I saw recently a municipality managed to clean rubbish and get street lights. Israel blew it up. The impersonal bombing of the Israeli state stands in contrast to the messy humanity of Palestinian civilians. Real civilians versus a machine that sells itself as something real. I think this relates to the wider story we are facing with the collapse of the living world and the Oil Cult. It's probably the biggest insult to Judaism in most of our lifetimes to associate the actions of Israel, funded by the US, with judaism. How can that many civilian deaths be necessary? There are many examples of Jewish people who are appalled, naturally enough. For example, Miko Peled (who is very interesting when he talks about overcoming Israeli indoctrination).
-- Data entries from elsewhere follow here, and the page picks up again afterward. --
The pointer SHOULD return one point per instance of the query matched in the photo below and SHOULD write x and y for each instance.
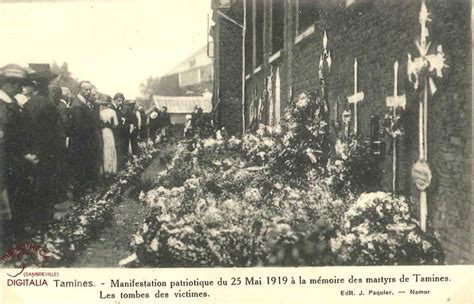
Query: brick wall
(229, 74)
(377, 33)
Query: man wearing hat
(84, 135)
(14, 158)
(120, 133)
(45, 143)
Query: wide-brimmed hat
(40, 72)
(13, 71)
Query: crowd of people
(57, 146)
(197, 124)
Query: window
(278, 11)
(248, 37)
(306, 14)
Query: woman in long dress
(109, 121)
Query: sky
(116, 44)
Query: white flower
(138, 239)
(83, 220)
(303, 101)
(154, 244)
(252, 195)
(336, 244)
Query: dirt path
(112, 244)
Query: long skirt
(109, 165)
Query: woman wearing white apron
(109, 121)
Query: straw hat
(41, 72)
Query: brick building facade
(283, 44)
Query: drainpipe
(244, 32)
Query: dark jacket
(45, 128)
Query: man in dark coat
(55, 94)
(120, 145)
(14, 163)
(133, 117)
(84, 135)
(143, 128)
(46, 144)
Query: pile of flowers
(274, 198)
(379, 229)
(64, 237)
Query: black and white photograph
(235, 134)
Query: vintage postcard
(236, 151)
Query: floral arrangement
(353, 168)
(381, 230)
(270, 199)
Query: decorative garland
(64, 237)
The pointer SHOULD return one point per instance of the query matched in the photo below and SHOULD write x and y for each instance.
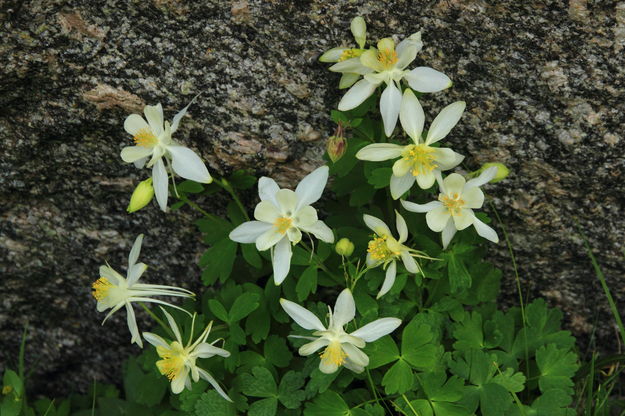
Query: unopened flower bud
(142, 195)
(502, 171)
(337, 145)
(344, 247)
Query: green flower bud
(142, 195)
(502, 171)
(337, 145)
(344, 247)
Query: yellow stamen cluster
(101, 288)
(349, 54)
(421, 159)
(452, 202)
(379, 249)
(145, 138)
(334, 354)
(283, 224)
(171, 364)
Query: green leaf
(245, 304)
(258, 384)
(327, 404)
(289, 392)
(398, 379)
(307, 283)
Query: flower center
(145, 138)
(173, 359)
(349, 54)
(452, 202)
(334, 354)
(283, 224)
(101, 288)
(421, 159)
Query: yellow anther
(421, 159)
(283, 224)
(101, 288)
(334, 354)
(145, 138)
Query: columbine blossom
(454, 209)
(113, 291)
(282, 216)
(384, 250)
(387, 64)
(349, 55)
(418, 161)
(341, 348)
(177, 359)
(153, 141)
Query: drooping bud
(359, 30)
(344, 247)
(337, 145)
(142, 195)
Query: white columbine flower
(387, 64)
(153, 140)
(177, 359)
(112, 290)
(418, 161)
(349, 55)
(384, 250)
(282, 216)
(454, 209)
(341, 348)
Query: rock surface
(543, 81)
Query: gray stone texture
(543, 82)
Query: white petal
(485, 231)
(411, 206)
(135, 251)
(390, 103)
(401, 184)
(344, 309)
(312, 347)
(154, 115)
(160, 181)
(380, 151)
(424, 79)
(377, 329)
(310, 188)
(320, 230)
(187, 164)
(249, 231)
(376, 225)
(445, 121)
(437, 218)
(356, 95)
(411, 116)
(132, 154)
(281, 260)
(302, 316)
(389, 279)
(134, 123)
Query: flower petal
(390, 103)
(302, 316)
(310, 188)
(425, 79)
(281, 260)
(187, 164)
(160, 181)
(344, 309)
(445, 121)
(377, 329)
(355, 96)
(249, 231)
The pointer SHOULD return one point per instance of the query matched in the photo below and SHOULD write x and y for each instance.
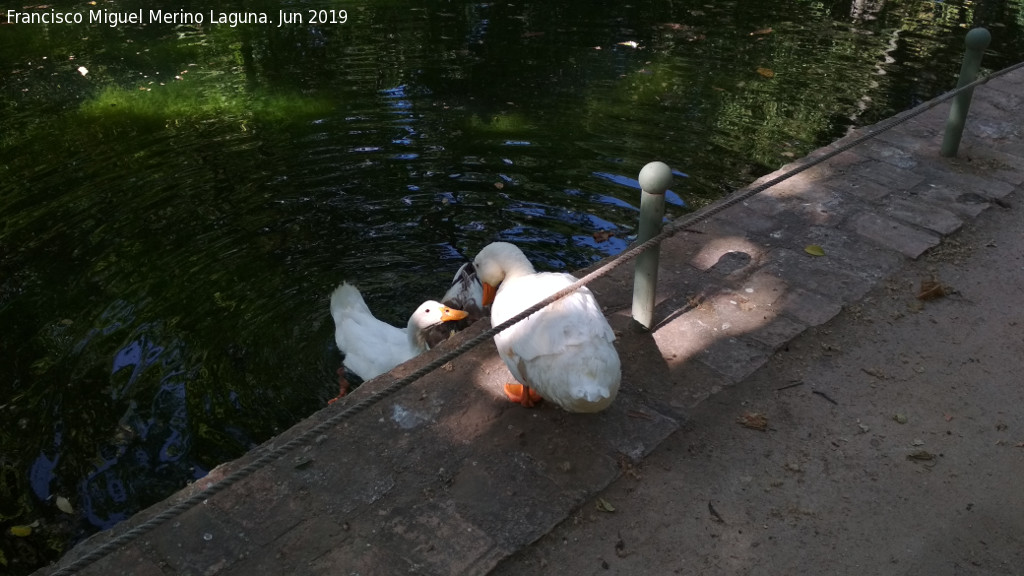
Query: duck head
(429, 314)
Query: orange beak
(488, 293)
(450, 315)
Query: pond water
(178, 200)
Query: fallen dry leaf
(64, 504)
(754, 420)
(814, 249)
(932, 289)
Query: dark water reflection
(174, 219)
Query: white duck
(563, 353)
(372, 346)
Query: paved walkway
(445, 478)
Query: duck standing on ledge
(562, 353)
(372, 346)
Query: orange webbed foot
(525, 396)
(342, 386)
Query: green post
(977, 40)
(654, 179)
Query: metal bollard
(977, 40)
(654, 179)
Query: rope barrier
(270, 454)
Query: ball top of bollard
(655, 177)
(978, 38)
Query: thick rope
(271, 453)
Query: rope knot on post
(654, 179)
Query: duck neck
(517, 265)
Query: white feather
(372, 346)
(565, 351)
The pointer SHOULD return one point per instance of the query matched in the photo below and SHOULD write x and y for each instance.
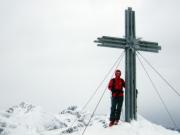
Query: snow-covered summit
(27, 119)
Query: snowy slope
(25, 119)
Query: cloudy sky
(48, 57)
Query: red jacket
(119, 83)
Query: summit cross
(131, 44)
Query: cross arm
(147, 46)
(112, 42)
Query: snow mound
(26, 119)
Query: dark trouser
(116, 105)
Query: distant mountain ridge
(29, 117)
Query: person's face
(118, 73)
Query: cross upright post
(131, 45)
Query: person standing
(116, 86)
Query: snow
(26, 119)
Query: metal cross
(131, 44)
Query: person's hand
(113, 90)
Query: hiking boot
(111, 123)
(116, 122)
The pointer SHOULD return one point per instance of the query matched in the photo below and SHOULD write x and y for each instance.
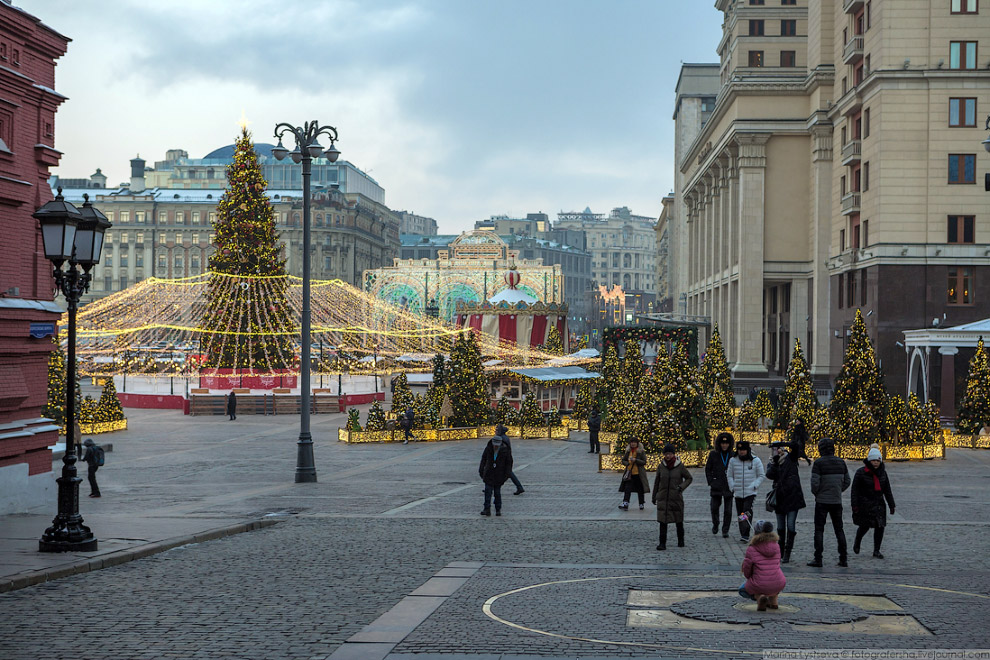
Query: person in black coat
(789, 495)
(718, 461)
(870, 490)
(799, 440)
(496, 464)
(594, 426)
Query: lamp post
(307, 148)
(76, 236)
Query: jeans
(789, 520)
(833, 511)
(745, 504)
(489, 489)
(720, 503)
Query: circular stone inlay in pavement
(797, 610)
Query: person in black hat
(671, 481)
(829, 478)
(496, 464)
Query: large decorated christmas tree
(240, 330)
(974, 409)
(467, 383)
(798, 398)
(858, 408)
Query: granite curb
(85, 565)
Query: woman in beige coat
(634, 478)
(668, 488)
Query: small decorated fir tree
(974, 409)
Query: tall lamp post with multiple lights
(74, 236)
(307, 148)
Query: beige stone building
(837, 171)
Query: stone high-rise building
(838, 171)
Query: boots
(786, 559)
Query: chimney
(137, 174)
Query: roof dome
(227, 153)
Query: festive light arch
(155, 326)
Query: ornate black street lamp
(307, 148)
(76, 236)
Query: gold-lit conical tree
(239, 329)
(974, 409)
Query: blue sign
(39, 330)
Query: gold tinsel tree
(239, 330)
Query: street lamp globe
(58, 219)
(89, 235)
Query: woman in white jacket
(745, 474)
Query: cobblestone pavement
(384, 519)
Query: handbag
(772, 500)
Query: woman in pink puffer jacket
(761, 566)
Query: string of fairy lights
(157, 328)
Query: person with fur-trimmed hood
(668, 495)
(718, 482)
(745, 474)
(870, 492)
(761, 567)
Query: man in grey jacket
(829, 478)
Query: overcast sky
(460, 109)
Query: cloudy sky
(461, 109)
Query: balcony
(850, 203)
(853, 51)
(851, 152)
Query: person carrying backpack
(94, 458)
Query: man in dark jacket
(829, 478)
(718, 462)
(594, 426)
(92, 462)
(496, 464)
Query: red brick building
(28, 101)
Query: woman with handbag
(634, 478)
(787, 497)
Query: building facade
(623, 249)
(837, 172)
(28, 102)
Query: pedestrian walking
(868, 497)
(715, 474)
(406, 422)
(594, 426)
(668, 495)
(829, 479)
(788, 495)
(799, 439)
(496, 464)
(92, 459)
(634, 479)
(745, 474)
(502, 431)
(761, 568)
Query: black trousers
(720, 502)
(745, 505)
(94, 488)
(833, 511)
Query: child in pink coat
(761, 566)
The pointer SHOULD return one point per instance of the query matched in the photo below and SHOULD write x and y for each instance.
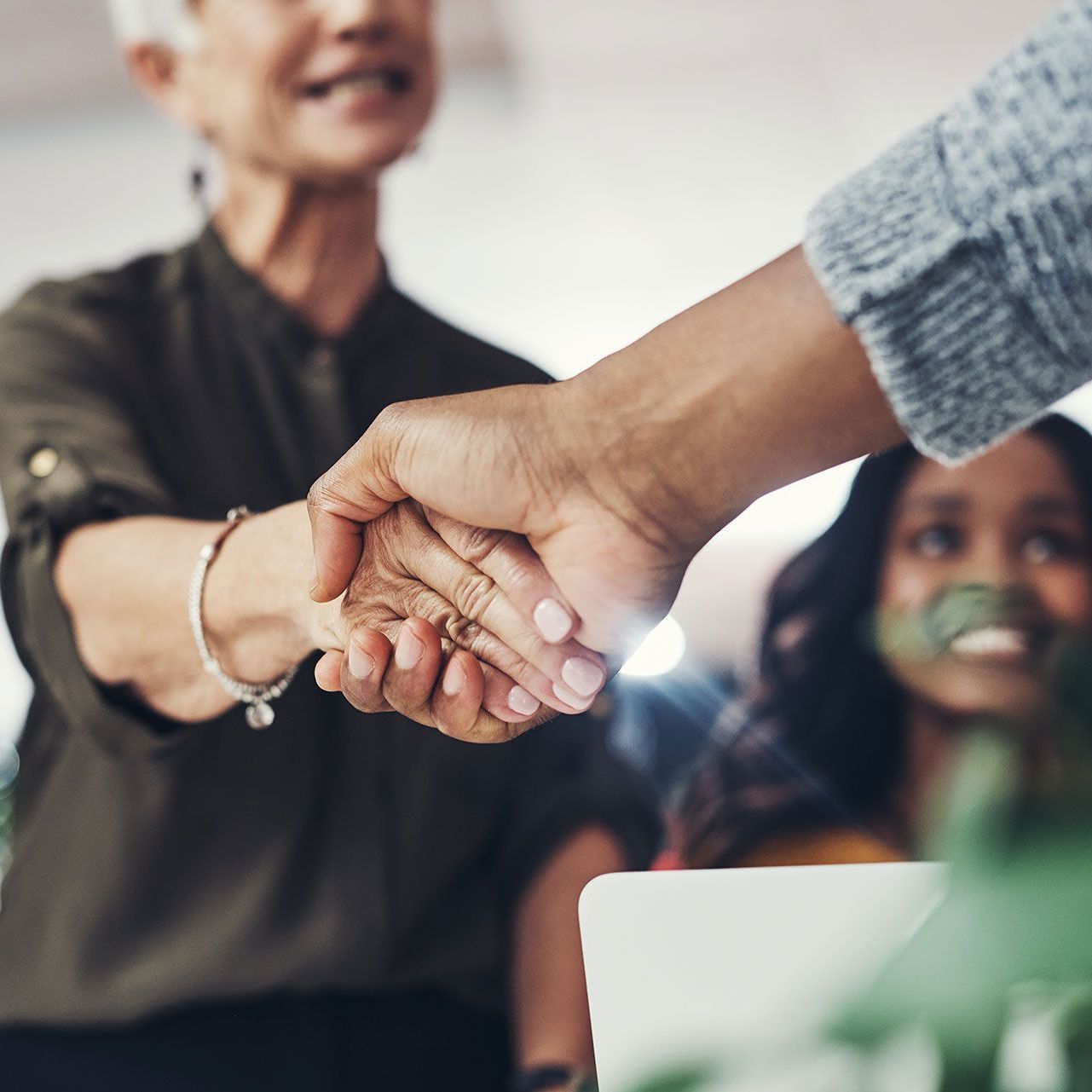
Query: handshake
(484, 633)
(599, 490)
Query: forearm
(548, 991)
(747, 391)
(124, 586)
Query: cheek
(905, 586)
(1066, 593)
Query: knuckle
(463, 632)
(321, 494)
(474, 593)
(477, 545)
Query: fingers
(517, 571)
(566, 676)
(354, 490)
(361, 669)
(327, 672)
(455, 694)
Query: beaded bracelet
(257, 696)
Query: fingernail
(552, 621)
(520, 702)
(408, 649)
(583, 676)
(454, 679)
(361, 665)
(574, 700)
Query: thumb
(353, 492)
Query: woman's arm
(124, 584)
(549, 996)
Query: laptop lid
(691, 967)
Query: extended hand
(423, 575)
(517, 459)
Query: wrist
(259, 615)
(642, 440)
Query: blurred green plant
(9, 772)
(1011, 944)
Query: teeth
(354, 84)
(991, 641)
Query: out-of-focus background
(597, 165)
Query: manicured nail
(361, 665)
(454, 679)
(583, 676)
(552, 621)
(572, 700)
(520, 702)
(408, 649)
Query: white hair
(164, 22)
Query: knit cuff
(916, 285)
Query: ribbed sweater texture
(962, 257)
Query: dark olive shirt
(158, 864)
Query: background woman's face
(991, 563)
(326, 90)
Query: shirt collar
(257, 308)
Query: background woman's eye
(1048, 546)
(936, 542)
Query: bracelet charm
(256, 696)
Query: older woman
(342, 900)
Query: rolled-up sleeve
(963, 256)
(70, 454)
(566, 778)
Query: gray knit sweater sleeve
(963, 256)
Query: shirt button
(322, 358)
(43, 462)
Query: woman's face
(323, 90)
(985, 567)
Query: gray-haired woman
(342, 900)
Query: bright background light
(660, 652)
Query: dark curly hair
(820, 739)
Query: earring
(199, 181)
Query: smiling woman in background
(939, 597)
(341, 901)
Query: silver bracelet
(257, 696)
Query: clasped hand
(436, 624)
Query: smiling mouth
(997, 644)
(367, 81)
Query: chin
(999, 695)
(346, 166)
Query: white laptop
(696, 967)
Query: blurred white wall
(597, 166)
Interesting that Bill Maher in a rant a few months ago didn't mention Yemen. Very Telling. They're using Americans weapons Bill.
https://www.youtube.com/watch?v=BHIFLsf7ot0
-This documentary shows how far-right the current government in Israel has become.
I have a lot of respect for Marc Gafni, I would really hope that we could respect each other and still have disagreements. I also feel that way about other people I don't fully agree with, including Bill Maher. That is if I ever earned their respect.
The is no evidence that the missile in the Golan Heights was from Lebanon. The Druze don't consider themselves Israeli [twitter/X video]. The families of the victims refused to meet with Netanyahu. Israel keeps bombing schools and other facilities where families are seeking shelter every day. The IDF destroyed the water facility in Rafah. Far more innocent people are killed by the incredibly extremist regime in Israel, who seem to be pushing for war. Israel are currently delaying the evacuation of sick and wounded children.
(Also funny how there's a heatwave in the Antarctic in the middle of winter.)